Jolyon found June waiting on the platform at Paddington. She had
received his telegram while at breakfast. Her abode--a studio and two
bedrooms in a St. John's Wood garden--had been selected by her for the
complete independence which it guaranteed. Unwatched by Mrs. Grundy,
unhindered by permanent domestics, she could receive lame ducks at any
hour of day or night, and not seldom had a duck without studio of its
own made use of June's. She enjoyed her freedom, and possessed herself
with a sort of virginal passion; the warmth which she would have
lavished on Bosinney, and of which--given her Forsyte tenacity--he must
surely have tired, she now expended in championship of the underdogs and
budding 'geniuses' of the artistic world. She lived, in fact, to turn
ducks into the swans she believed they were. The very fervour of her
protection warped her judgments. But she was loyal and liberal; her
small eager hand was ever against the oppressions of academic and
commercial opinion, and though her income was considerable, her bank
balance was often a minus quantity.
She had come to Paddington Station heated in her soul by a visit to Eric
Cobbley. A miserable Gallery had refused to let that straight-haired
genius have his one-man show after all.

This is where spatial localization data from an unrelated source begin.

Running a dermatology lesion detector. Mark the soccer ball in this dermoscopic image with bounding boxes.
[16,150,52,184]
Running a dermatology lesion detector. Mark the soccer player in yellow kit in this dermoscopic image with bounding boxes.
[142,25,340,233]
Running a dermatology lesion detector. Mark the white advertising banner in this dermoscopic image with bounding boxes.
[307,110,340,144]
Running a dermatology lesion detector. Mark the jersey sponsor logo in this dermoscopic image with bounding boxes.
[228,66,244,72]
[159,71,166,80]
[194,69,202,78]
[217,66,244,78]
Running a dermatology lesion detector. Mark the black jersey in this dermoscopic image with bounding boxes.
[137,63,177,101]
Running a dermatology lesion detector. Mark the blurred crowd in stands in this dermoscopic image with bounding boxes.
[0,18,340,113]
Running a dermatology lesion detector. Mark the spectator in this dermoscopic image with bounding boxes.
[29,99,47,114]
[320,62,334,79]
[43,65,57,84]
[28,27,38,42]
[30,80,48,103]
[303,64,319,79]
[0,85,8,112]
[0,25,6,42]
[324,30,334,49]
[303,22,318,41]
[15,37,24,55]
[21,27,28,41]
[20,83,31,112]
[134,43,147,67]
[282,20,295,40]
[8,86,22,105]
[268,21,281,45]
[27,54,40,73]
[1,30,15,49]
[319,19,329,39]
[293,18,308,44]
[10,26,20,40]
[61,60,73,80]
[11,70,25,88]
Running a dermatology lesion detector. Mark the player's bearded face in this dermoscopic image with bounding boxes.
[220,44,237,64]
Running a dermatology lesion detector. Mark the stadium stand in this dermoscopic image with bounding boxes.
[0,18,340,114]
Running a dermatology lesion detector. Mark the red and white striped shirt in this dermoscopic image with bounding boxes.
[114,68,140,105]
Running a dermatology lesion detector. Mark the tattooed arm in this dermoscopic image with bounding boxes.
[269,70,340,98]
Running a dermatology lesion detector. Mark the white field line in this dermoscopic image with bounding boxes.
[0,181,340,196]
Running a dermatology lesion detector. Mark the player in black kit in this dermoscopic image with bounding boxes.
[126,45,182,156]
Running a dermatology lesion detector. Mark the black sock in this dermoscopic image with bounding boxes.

Its impudent manager, after
visiting his studio, had expressed the opinion that it would only be a
'one-horse show from the selling point of view.' This crowning example
of commercial cowardice towards her favourite lame duck--and he so hard
up, with a wife and two children, that he had caused her account to be
overdrawn--was still making the blood glow in her small, resolute face,
and her red-gold hair to shine more than ever. She gave her father a
hug, and got into a cab with him, having as many fish to fry with him as
he with her. It became at once a question which would fry them first.
Jolyon had reached the words: "My dear, I want you to come with me,"
when, glancing at her face, he perceived by her blue eyes moving from
side to side--like the tail of a preoccupied cat--that she was not
attending. "Dad, is it true that I absolutely can't get at any of my
money?"
"Only the income, fortunately, my love."
"How perfectly beastly! Can't it be done somehow? There must be a way. I
know I could buy a small Gallery for ten thousand pounds."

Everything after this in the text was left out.